A história do cristianismo, e de praticamente todas as denominações evangélicas, é uma narrativa de brigas, divisões e cismas. Muitas igrejas nasceram não de uma tática intencional para alcançar mais pessoas, mas em respostas a conflitos pessoais ou doutrinários.
Contudo, não é necessário que as doutrinas nos dividam, caso o pastor empregue algumas estratégias básicas quando tiver que expor uma doutrina difícil ou controversa na Bíblia.
Faça de maneira textual
Os cristãos nunca vão entender questões doutrinárias se não entenderem a essência das Escrituras. Uma dieta constante de exposição ensinará tanto a meta narrativa da Bíblia como as verdades subjacentes. As passagens narrativas foram escritas “para o nosso ensino” (Romanos 15:4; 1 Coríntios 10:11) e como exemplos para nós. Em geral, elas destacam alguma verdade santificadora a ser imitada ou algum pecado a ser evitado, mas até mesmo os comportamentos exibidos no texto cabem dentro de uma estrutura doutrinária que reflete o caráter e a vontade de Deus.

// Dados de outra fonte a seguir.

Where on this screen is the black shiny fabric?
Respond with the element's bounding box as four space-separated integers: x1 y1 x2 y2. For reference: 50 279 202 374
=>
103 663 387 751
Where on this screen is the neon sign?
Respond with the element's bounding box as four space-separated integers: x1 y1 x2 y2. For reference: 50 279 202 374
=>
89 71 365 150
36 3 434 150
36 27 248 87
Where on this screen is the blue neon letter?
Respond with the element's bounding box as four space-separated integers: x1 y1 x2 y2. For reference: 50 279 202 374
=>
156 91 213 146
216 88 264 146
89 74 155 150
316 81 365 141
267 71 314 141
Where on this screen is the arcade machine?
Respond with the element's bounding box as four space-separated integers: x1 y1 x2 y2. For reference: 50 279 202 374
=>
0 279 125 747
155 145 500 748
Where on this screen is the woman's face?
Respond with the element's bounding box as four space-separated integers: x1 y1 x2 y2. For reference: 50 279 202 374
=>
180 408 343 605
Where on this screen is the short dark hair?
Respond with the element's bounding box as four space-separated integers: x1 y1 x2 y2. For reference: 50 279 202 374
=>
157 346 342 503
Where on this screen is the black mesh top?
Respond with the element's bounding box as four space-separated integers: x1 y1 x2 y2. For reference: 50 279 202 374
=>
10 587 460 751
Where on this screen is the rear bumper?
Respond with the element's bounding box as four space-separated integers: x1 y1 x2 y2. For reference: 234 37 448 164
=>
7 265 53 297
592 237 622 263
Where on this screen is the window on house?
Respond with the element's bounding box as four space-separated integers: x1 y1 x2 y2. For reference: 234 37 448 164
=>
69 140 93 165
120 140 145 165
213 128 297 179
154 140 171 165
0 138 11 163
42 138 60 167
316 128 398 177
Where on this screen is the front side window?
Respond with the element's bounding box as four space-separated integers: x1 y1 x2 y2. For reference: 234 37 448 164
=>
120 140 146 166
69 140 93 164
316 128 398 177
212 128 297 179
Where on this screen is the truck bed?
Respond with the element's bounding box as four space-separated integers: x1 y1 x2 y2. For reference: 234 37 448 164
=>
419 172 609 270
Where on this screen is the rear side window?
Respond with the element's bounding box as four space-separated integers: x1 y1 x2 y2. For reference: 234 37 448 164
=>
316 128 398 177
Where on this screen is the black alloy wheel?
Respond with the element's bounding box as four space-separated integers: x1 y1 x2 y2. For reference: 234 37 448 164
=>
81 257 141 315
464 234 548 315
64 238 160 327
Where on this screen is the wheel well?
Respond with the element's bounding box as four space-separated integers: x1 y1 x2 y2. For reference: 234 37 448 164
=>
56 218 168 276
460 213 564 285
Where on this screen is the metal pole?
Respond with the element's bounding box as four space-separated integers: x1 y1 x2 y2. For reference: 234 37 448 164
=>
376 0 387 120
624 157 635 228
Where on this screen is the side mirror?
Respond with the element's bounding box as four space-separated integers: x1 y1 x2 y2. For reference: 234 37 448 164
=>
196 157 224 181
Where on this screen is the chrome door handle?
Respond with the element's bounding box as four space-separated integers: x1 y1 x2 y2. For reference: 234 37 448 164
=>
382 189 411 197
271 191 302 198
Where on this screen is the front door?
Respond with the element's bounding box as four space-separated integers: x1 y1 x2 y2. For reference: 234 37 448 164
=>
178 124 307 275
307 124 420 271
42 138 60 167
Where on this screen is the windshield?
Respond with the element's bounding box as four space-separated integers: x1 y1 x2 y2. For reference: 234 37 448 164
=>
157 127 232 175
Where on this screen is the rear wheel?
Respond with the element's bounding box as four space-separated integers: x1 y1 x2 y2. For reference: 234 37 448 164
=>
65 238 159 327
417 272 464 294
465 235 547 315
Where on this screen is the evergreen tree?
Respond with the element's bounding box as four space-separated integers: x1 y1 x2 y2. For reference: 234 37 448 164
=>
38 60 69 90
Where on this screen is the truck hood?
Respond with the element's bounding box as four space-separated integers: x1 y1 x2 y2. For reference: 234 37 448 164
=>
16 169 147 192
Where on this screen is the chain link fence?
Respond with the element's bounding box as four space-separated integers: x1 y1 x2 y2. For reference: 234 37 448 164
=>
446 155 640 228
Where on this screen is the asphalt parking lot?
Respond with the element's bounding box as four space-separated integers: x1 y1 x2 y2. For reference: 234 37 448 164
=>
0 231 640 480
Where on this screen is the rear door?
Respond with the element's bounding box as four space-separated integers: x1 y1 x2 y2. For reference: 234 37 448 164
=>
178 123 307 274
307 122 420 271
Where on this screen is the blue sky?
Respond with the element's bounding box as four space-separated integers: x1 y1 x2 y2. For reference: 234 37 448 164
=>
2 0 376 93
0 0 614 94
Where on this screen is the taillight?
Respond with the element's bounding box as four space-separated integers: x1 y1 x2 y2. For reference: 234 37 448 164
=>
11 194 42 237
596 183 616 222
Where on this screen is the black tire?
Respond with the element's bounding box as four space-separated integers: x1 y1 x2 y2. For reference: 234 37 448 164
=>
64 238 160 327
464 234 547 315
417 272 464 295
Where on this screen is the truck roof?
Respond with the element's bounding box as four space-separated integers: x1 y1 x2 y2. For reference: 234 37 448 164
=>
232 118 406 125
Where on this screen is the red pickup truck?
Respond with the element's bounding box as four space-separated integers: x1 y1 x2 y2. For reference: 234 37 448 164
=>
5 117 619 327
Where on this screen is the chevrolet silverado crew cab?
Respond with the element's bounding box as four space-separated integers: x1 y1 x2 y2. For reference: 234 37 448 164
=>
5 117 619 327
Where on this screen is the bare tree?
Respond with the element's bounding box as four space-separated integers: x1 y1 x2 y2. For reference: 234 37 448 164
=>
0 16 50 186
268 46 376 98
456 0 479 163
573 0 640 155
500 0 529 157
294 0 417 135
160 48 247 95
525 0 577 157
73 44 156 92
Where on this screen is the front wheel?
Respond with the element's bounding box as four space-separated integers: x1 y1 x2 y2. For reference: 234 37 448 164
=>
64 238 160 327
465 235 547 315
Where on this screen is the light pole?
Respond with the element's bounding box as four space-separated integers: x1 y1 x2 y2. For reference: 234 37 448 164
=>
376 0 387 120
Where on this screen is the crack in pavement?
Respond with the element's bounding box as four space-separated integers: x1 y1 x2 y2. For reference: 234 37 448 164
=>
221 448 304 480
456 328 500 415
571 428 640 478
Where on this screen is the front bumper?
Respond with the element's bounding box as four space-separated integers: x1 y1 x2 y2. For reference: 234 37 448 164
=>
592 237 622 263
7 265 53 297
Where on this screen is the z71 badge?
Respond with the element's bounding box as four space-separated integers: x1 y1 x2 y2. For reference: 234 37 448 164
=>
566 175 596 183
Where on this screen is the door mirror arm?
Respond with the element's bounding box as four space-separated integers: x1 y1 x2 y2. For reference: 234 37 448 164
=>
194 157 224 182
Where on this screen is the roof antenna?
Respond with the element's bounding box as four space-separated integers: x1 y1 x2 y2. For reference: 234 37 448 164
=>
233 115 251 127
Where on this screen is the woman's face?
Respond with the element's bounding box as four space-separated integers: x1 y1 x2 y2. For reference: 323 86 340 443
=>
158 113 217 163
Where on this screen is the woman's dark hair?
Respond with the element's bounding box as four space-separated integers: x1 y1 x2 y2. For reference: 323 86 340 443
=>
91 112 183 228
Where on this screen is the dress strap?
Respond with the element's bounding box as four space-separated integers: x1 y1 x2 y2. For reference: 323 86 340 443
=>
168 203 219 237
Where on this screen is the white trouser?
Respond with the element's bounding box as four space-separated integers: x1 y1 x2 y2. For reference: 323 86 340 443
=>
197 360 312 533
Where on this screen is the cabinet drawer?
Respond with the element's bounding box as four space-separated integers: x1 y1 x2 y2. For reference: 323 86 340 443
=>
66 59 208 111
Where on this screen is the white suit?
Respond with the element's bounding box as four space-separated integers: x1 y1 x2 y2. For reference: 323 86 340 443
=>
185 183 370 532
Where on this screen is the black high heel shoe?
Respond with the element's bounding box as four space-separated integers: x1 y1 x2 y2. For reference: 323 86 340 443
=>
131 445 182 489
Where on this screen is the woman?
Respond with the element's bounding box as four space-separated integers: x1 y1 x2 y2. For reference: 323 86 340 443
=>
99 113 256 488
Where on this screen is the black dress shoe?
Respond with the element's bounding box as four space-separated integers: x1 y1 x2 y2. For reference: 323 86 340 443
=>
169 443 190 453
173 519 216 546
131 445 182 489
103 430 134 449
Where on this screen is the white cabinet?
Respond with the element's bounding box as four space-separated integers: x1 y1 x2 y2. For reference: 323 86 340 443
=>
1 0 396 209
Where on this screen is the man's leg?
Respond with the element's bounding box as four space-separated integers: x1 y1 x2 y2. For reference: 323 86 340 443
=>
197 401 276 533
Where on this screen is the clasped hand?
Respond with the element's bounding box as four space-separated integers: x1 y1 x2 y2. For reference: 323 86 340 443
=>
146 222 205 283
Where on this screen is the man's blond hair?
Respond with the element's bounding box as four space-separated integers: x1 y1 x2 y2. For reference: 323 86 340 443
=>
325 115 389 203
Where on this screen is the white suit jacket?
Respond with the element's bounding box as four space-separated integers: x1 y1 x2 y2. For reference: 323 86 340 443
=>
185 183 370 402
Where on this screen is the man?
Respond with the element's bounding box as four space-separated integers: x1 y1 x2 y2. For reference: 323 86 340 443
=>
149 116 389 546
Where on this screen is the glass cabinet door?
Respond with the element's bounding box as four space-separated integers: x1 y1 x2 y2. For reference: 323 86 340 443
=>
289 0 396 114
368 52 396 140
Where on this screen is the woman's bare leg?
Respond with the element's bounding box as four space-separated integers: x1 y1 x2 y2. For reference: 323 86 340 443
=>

Jonas 4, por exemplo, é fascinante e tem um apelo narrativo incrível. Poderíamos esperar que a história estivesse concluída no capítulo 3. Depois de inicialmente resistir ao Senhor, Jonas sofre o castigo de Deus na barriga de um grande peixe, clama por libertação, aquiesce e vai para Nínive, onde prega uma mensagem de julgamento. O povo se arrepende e se volta para Deus. Nada poderia se ajustar melhor à análise de Aristóteles sobre o drama: a exposição, a complicação, o clímax, a reviravolta e o desenlace. Jonas é um profeta (a exposição), se recusa a obedecer (a complicação), é engolido por um peixe (o clímax), clama a Deus e vai para Nínive (a reviravolta). E, como resultado de sua pregação, os ninivitas se arrependem (o desenlace).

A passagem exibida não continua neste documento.